Because I seem to be one of those (un)fortunate people who needs books around all the time in order to stave off a massive anxiety attack—one of my worst fears is getting stuck in an elevator with nothing to read (Okay, you have your fears, and I have mine. Don’t judge.)—and because, clearly, my job doesn’t provide enough proximity to and discussion of literature, I belong to a neighborhood book club.  This, of course, is in addition to our very own DGLM book club which happens six or seven times a year and which is the source of great infighting, churlishness, resentment and lively debate. Oh, and there’s a lot of name calling and dissing of each other’s literary tastes as well.

My point, and I do have one, is that I think book clubs are swell.  I love hanging with my neighbors over cheese and wine or elaborate appetizers (made by some of our more gourmet minded members) and chatting about why we loved, hated or were ambivalent about that month’s selection.  What we read and how we discuss it gives me wonderful insights into the books, but also my friends.  Every title inevitably leads to a conversation about someone’s past, dreams, fantasies, fears and just as inevitably showcases how much we all have in common despite our very different personalities and experiences.   From a business point of view, I’ve learned invaluable lessons about what people outside our business like to read and why and I’ve come to understand that we publishing folks are sometimes a bit too insular in our thinking about what constitutes great literature.

This piece from the Huff Post made me think about our neighborhood’s current book club selection, Mary Stewart’s Nine Coaches Waiting (which was actually suggested to me by our wonderful client Anne Stuart).  Written over 50 years ago, the book is a master class in romantic suspense and as fresh and engaging as any read from today’s bestseller lists.  If you haven’t discovered this author yet, get on it!

What do you all think about book clubs?  Do you belong to one (or more)?  Do you find that they change the way you think about the books you read and the whole process of choosing them?

4 Responses to Clubbing

  1. Silver James says:

    I have such eclectic tastes that I’m not sure I’d ever be comfortable in a book club, even if yours sounds like fun. That said, I heartily second your endorsement of Mary Stewart. Two of her books are on my personal Top Twenty list: “The Moonspinners” and “Airs Above Ground.” Her Merlin trilogy is in my top fifty. The themes of her books are timeless, and in many ways, so are the settings even though they are forty years old. (Am I dating myself when I mention I read the first editions?)

  2. Michael G-G says:

    Well, they certainly introduce me to books I’d probably never pick up otherwise.

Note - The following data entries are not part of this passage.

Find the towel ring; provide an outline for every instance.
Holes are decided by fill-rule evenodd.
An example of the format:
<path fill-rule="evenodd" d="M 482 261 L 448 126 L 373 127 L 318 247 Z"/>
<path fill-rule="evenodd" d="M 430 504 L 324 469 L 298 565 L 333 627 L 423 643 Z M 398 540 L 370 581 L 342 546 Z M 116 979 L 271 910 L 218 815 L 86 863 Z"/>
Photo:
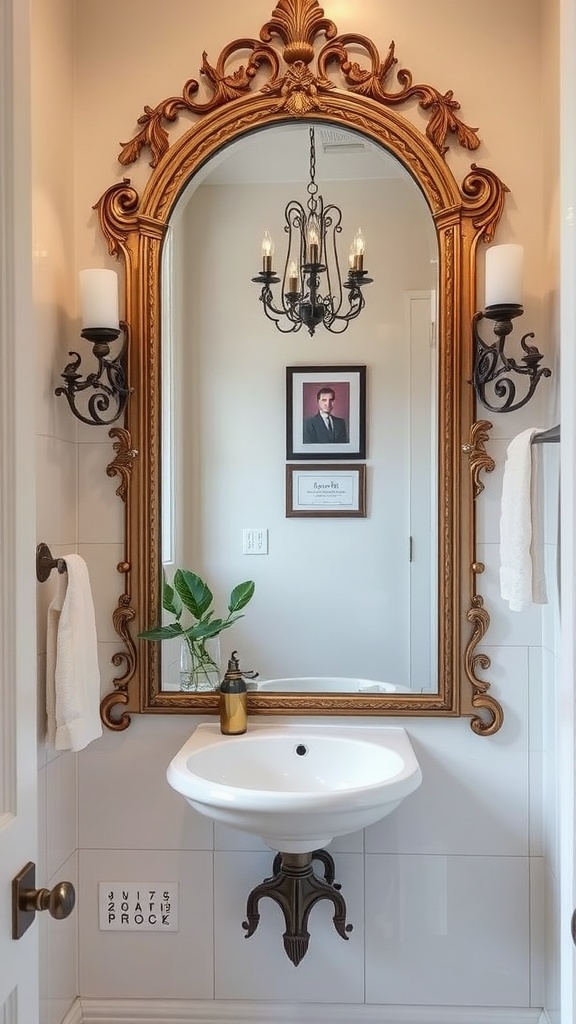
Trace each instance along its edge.
<path fill-rule="evenodd" d="M 36 548 L 36 579 L 39 583 L 45 583 L 52 569 L 59 573 L 67 571 L 64 558 L 52 558 L 52 552 L 47 544 L 39 544 Z"/>

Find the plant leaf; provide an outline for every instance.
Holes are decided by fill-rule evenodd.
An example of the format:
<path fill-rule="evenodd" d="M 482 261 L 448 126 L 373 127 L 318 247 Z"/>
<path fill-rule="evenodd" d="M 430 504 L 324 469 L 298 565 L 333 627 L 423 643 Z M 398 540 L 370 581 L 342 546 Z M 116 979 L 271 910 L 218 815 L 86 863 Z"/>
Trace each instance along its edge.
<path fill-rule="evenodd" d="M 234 587 L 228 601 L 228 611 L 239 612 L 241 608 L 245 608 L 254 594 L 254 588 L 255 584 L 252 580 L 246 580 L 245 583 L 239 583 L 237 587 Z"/>
<path fill-rule="evenodd" d="M 154 626 L 153 629 L 143 629 L 138 636 L 142 640 L 172 640 L 175 636 L 182 636 L 184 629 L 179 622 L 171 622 L 169 626 Z"/>
<path fill-rule="evenodd" d="M 162 607 L 167 612 L 171 612 L 177 619 L 182 615 L 182 601 L 174 587 L 166 579 L 164 579 L 164 586 L 162 588 Z"/>
<path fill-rule="evenodd" d="M 210 637 L 218 636 L 225 629 L 230 629 L 238 619 L 243 619 L 243 615 L 234 615 L 228 619 L 213 619 L 211 622 L 197 622 L 194 626 L 189 626 L 188 629 L 183 630 L 183 635 L 190 637 L 192 641 L 195 640 L 209 640 Z"/>
<path fill-rule="evenodd" d="M 189 569 L 177 569 L 174 573 L 174 587 L 182 604 L 194 618 L 201 619 L 214 600 L 207 583 Z"/>
<path fill-rule="evenodd" d="M 197 622 L 184 630 L 184 633 L 190 640 L 207 640 L 211 636 L 218 636 L 226 626 L 227 623 L 222 619 L 212 619 L 211 622 Z"/>

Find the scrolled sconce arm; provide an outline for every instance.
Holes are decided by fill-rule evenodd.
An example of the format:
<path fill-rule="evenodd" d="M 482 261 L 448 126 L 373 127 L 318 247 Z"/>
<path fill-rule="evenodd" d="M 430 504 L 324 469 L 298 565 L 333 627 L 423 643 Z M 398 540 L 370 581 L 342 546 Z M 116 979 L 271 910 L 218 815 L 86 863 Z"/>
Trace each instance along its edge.
<path fill-rule="evenodd" d="M 121 333 L 124 334 L 122 348 L 114 359 L 109 359 L 110 345 Z M 64 367 L 61 373 L 64 384 L 60 384 L 54 393 L 65 396 L 71 411 L 83 423 L 89 426 L 110 426 L 123 415 L 132 391 L 126 381 L 128 327 L 125 323 L 120 324 L 120 330 L 85 327 L 81 337 L 92 342 L 92 353 L 98 369 L 83 378 L 78 373 L 82 357 L 78 352 L 69 352 L 68 355 L 74 356 L 74 361 Z M 87 412 L 82 412 L 76 405 L 76 396 L 88 389 L 93 393 L 86 403 Z"/>
<path fill-rule="evenodd" d="M 524 352 L 522 363 L 506 355 L 504 347 L 506 339 L 512 332 L 512 321 L 524 312 L 516 303 L 502 303 L 487 306 L 482 312 L 476 313 L 472 321 L 474 337 L 474 375 L 472 384 L 482 405 L 491 412 L 515 412 L 530 401 L 541 377 L 550 377 L 552 371 L 547 366 L 540 366 L 542 354 L 535 345 L 527 343 L 533 338 L 533 332 L 523 335 L 520 345 Z M 484 341 L 478 325 L 481 320 L 492 320 L 496 341 L 491 344 Z M 511 374 L 528 377 L 528 387 L 522 398 L 516 400 L 516 383 Z M 487 397 L 487 387 L 491 386 L 498 404 Z"/>

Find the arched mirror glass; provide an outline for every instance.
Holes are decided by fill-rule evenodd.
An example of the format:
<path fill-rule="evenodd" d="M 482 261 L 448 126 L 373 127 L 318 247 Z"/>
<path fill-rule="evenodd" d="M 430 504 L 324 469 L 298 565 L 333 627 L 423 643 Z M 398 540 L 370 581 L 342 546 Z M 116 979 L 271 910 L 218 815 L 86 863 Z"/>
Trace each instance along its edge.
<path fill-rule="evenodd" d="M 476 250 L 506 189 L 475 164 L 458 185 L 449 138 L 474 150 L 475 131 L 451 92 L 407 69 L 391 81 L 395 63 L 393 44 L 381 60 L 364 36 L 338 36 L 316 0 L 279 0 L 259 39 L 229 43 L 214 66 L 204 55 L 202 86 L 145 108 L 119 157 L 149 151 L 143 192 L 124 178 L 97 204 L 125 266 L 133 389 L 108 468 L 126 503 L 110 728 L 218 709 L 216 692 L 181 689 L 177 647 L 138 639 L 162 621 L 175 567 L 207 580 L 220 613 L 255 581 L 221 638 L 224 661 L 237 649 L 260 674 L 251 713 L 501 724 L 478 674 L 475 498 L 490 459 L 469 381 Z M 373 278 L 346 331 L 313 337 L 277 330 L 251 280 L 265 231 L 282 264 L 311 127 L 316 183 L 342 211 L 343 275 L 361 228 Z M 322 389 L 344 431 L 334 447 L 307 433 Z"/>
<path fill-rule="evenodd" d="M 285 207 L 306 204 L 306 122 L 234 142 L 194 176 L 163 254 L 162 561 L 168 576 L 193 568 L 220 608 L 234 583 L 255 581 L 244 619 L 221 638 L 224 660 L 238 647 L 259 671 L 254 687 L 288 678 L 351 689 L 344 680 L 359 679 L 372 693 L 437 692 L 436 230 L 420 188 L 382 146 L 322 122 L 314 133 L 316 183 L 342 210 L 345 270 L 358 227 L 365 236 L 366 307 L 339 335 L 280 333 L 250 282 L 264 231 L 280 265 Z M 323 506 L 287 515 L 287 387 L 302 378 L 315 401 L 352 364 L 366 375 L 365 516 Z M 344 401 L 332 412 L 353 428 Z M 296 448 L 291 469 L 307 480 L 306 446 Z M 329 471 L 326 446 L 312 449 Z M 163 690 L 180 688 L 178 645 L 163 644 Z"/>

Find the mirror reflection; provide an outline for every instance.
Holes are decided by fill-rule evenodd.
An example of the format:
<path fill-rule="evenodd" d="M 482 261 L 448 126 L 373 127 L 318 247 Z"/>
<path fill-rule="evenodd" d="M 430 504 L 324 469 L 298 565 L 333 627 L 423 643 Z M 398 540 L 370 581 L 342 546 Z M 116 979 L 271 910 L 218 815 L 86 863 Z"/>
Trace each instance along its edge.
<path fill-rule="evenodd" d="M 306 203 L 305 123 L 234 142 L 195 175 L 164 247 L 162 561 L 168 577 L 178 567 L 202 576 L 222 610 L 233 585 L 254 580 L 221 656 L 224 669 L 237 649 L 263 691 L 339 692 L 343 679 L 358 692 L 437 691 L 436 231 L 398 161 L 315 124 L 316 181 L 342 210 L 343 275 L 358 229 L 365 239 L 366 306 L 341 335 L 281 334 L 251 283 L 264 232 L 281 271 L 286 204 Z M 365 457 L 346 450 L 357 428 L 348 371 L 358 367 Z M 287 408 L 288 377 L 312 385 L 312 399 L 302 388 L 302 405 Z M 347 432 L 337 460 L 322 439 L 306 448 L 322 388 Z M 287 461 L 312 486 L 336 466 L 347 485 L 365 465 L 364 514 L 334 515 L 311 499 L 312 514 L 287 515 Z M 162 687 L 175 690 L 170 644 Z"/>

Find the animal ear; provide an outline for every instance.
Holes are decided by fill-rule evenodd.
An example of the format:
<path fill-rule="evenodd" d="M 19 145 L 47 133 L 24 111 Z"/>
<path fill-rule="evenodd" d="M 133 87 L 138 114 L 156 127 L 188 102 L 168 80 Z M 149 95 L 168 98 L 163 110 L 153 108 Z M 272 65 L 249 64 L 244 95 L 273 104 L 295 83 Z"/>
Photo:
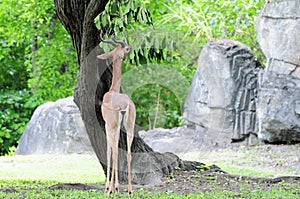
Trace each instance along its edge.
<path fill-rule="evenodd" d="M 98 59 L 108 59 L 111 57 L 111 54 L 110 53 L 104 53 L 102 55 L 98 55 L 97 58 Z"/>

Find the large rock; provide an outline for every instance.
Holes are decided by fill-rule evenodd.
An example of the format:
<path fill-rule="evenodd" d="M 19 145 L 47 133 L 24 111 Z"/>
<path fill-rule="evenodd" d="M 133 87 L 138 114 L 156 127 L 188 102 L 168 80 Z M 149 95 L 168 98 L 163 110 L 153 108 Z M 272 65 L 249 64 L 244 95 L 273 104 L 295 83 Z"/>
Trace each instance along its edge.
<path fill-rule="evenodd" d="M 257 20 L 257 40 L 268 59 L 300 65 L 300 1 L 268 2 Z"/>
<path fill-rule="evenodd" d="M 73 97 L 48 102 L 33 113 L 16 155 L 92 152 L 84 124 Z"/>
<path fill-rule="evenodd" d="M 257 21 L 257 38 L 267 57 L 257 108 L 263 141 L 300 141 L 299 7 L 299 0 L 271 1 Z"/>
<path fill-rule="evenodd" d="M 227 142 L 255 134 L 258 66 L 242 43 L 208 42 L 184 105 L 185 123 L 222 132 Z"/>
<path fill-rule="evenodd" d="M 211 129 L 193 129 L 187 126 L 139 131 L 141 138 L 155 151 L 172 152 L 177 155 L 215 147 L 227 147 L 229 143 L 224 142 L 224 137 L 219 133 Z"/>
<path fill-rule="evenodd" d="M 270 143 L 300 141 L 300 79 L 265 71 L 259 81 L 258 137 Z"/>

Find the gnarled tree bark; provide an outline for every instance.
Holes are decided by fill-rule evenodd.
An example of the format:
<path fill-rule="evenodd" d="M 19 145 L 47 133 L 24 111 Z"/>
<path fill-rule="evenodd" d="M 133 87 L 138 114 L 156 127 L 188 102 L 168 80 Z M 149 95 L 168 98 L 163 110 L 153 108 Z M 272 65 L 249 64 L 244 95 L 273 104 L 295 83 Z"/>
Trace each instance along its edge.
<path fill-rule="evenodd" d="M 94 19 L 105 8 L 108 0 L 54 0 L 57 15 L 69 32 L 77 52 L 80 74 L 74 92 L 74 101 L 80 109 L 92 147 L 106 171 L 105 123 L 100 104 L 109 90 L 112 68 L 105 61 L 96 59 L 100 54 L 100 31 Z M 119 178 L 127 179 L 126 133 L 121 130 L 119 142 Z M 138 184 L 159 183 L 181 160 L 172 153 L 154 152 L 135 133 L 132 143 L 132 182 Z"/>

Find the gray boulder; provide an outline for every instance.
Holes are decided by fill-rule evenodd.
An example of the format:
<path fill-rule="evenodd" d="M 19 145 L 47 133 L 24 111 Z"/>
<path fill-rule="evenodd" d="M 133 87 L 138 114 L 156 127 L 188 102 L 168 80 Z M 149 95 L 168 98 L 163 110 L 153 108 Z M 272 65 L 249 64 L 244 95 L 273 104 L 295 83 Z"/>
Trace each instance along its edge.
<path fill-rule="evenodd" d="M 193 129 L 187 126 L 139 131 L 140 137 L 155 151 L 175 154 L 227 147 L 229 143 L 224 141 L 224 136 L 220 136 L 219 133 L 211 129 Z M 229 139 L 230 137 L 227 138 Z"/>
<path fill-rule="evenodd" d="M 222 132 L 218 135 L 227 142 L 255 137 L 259 66 L 242 43 L 225 39 L 208 42 L 184 105 L 185 123 Z"/>
<path fill-rule="evenodd" d="M 260 74 L 258 136 L 267 142 L 300 141 L 300 1 L 268 2 L 257 21 L 267 64 Z"/>
<path fill-rule="evenodd" d="M 92 152 L 84 124 L 73 97 L 48 102 L 33 113 L 16 155 Z"/>
<path fill-rule="evenodd" d="M 269 1 L 257 20 L 257 40 L 268 59 L 300 65 L 300 1 Z"/>
<path fill-rule="evenodd" d="M 264 71 L 259 78 L 257 116 L 260 140 L 300 141 L 300 79 Z"/>

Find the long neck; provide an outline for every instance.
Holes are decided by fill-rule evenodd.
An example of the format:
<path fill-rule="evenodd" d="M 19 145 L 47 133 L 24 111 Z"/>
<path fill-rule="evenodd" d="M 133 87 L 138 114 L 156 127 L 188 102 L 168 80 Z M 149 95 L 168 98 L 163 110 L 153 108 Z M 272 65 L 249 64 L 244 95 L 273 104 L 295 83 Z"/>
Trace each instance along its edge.
<path fill-rule="evenodd" d="M 122 60 L 116 59 L 113 62 L 113 77 L 110 86 L 110 91 L 120 92 L 121 87 L 121 75 L 122 75 Z"/>

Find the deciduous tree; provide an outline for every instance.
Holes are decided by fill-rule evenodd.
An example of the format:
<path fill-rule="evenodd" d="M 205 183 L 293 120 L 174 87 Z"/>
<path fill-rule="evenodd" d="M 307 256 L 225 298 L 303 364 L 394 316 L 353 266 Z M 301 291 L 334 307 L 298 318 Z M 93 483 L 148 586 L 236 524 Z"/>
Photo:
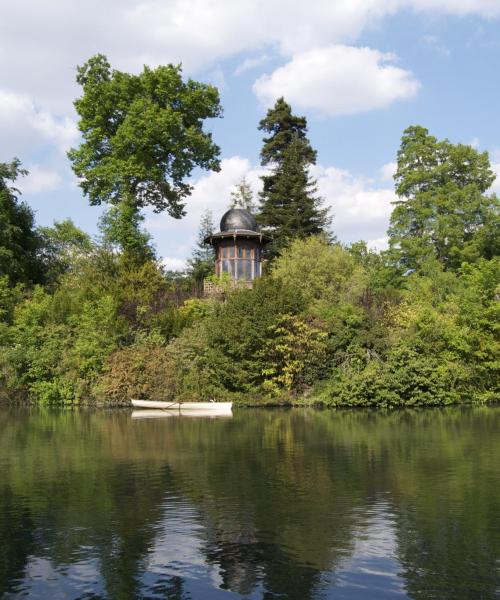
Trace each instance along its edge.
<path fill-rule="evenodd" d="M 222 113 L 217 88 L 184 82 L 180 66 L 112 70 L 102 54 L 78 67 L 77 82 L 83 139 L 68 156 L 90 204 L 127 203 L 122 217 L 131 225 L 146 206 L 182 217 L 192 170 L 220 168 L 219 148 L 203 128 Z"/>
<path fill-rule="evenodd" d="M 498 254 L 500 205 L 487 194 L 495 175 L 486 152 L 438 141 L 412 126 L 402 137 L 394 179 L 399 199 L 389 243 L 402 269 L 419 269 L 435 256 L 456 270 L 462 262 Z"/>
<path fill-rule="evenodd" d="M 31 208 L 19 202 L 12 184 L 27 171 L 15 158 L 0 163 L 0 276 L 7 275 L 11 284 L 39 282 L 42 268 L 37 257 L 40 237 L 35 230 Z"/>

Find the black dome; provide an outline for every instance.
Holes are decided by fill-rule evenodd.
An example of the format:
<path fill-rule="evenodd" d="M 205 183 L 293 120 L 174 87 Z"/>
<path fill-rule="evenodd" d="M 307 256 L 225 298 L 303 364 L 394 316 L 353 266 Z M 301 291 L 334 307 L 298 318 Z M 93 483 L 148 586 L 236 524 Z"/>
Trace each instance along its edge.
<path fill-rule="evenodd" d="M 257 221 L 252 213 L 244 208 L 231 208 L 224 213 L 220 220 L 220 230 L 235 231 L 236 229 L 257 231 Z"/>

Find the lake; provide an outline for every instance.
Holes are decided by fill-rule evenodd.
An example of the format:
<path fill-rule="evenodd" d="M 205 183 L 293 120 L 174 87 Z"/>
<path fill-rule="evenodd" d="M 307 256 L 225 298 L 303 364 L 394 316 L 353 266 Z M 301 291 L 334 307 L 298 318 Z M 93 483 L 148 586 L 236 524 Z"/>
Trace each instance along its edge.
<path fill-rule="evenodd" d="M 0 597 L 500 598 L 500 407 L 4 407 Z"/>

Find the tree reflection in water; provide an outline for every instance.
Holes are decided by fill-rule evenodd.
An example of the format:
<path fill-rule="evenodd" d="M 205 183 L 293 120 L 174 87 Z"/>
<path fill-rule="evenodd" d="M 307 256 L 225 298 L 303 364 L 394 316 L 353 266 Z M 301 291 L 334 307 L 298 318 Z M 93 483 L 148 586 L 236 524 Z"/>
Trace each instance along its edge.
<path fill-rule="evenodd" d="M 0 596 L 498 597 L 499 425 L 497 408 L 4 410 Z"/>

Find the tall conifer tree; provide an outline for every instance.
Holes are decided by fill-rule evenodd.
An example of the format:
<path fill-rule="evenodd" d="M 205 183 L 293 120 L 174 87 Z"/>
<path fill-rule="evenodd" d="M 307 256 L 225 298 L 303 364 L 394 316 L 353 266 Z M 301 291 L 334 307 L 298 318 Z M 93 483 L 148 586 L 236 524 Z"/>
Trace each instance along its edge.
<path fill-rule="evenodd" d="M 305 117 L 292 114 L 291 106 L 279 98 L 259 124 L 269 135 L 263 139 L 261 164 L 271 172 L 262 177 L 258 220 L 271 233 L 268 247 L 272 258 L 294 237 L 307 237 L 328 230 L 328 209 L 321 208 L 316 181 L 309 167 L 316 163 L 316 151 L 307 139 Z"/>
<path fill-rule="evenodd" d="M 212 211 L 207 209 L 201 215 L 196 247 L 188 260 L 190 274 L 197 283 L 202 283 L 214 270 L 214 250 L 210 244 L 205 243 L 205 238 L 211 235 L 214 229 Z"/>

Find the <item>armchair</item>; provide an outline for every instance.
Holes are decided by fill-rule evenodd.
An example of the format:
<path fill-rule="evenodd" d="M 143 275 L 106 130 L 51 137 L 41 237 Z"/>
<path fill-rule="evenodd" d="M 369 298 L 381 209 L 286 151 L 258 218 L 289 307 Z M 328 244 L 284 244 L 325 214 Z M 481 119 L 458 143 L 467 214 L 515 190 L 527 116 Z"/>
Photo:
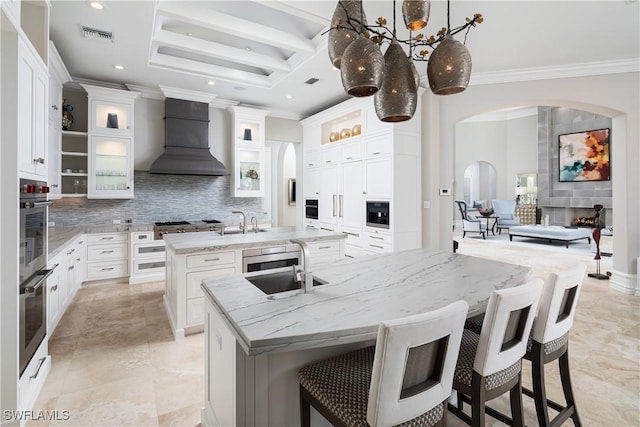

    I think you guys need to do a vlog of your next DGLM book club meeting!

  3. Miriam says:

    Fun idea Michael G-G, but we’re all awfully camera shy around here. Silver James, I always loved Stewart’s Arthurian novels but had never read her romantic suspense before now. I’m totally hooked now, though.

  4. WitLiz Today says:

    I have almost the exact same anxiety disorder, only my specific fear is getting stuck on an airplane surrounded by rodeo clowns. And nothing to read.

    As for book clubs, I think there has to be the right mix of personalities—and that’s rare—or the whole meeting will almost certainly devolve into chaos, with clubs flying, heads rolling, and rabid mouths chompin’ on my literary ass trying to pain me into agreeing with the prevailing opinion should I have a dissenting one.

    Personally, I had rather be slowly tortured by Howdy Doody wearing an Armani suit than join a book club!

    But MRR was truly a wonderful author.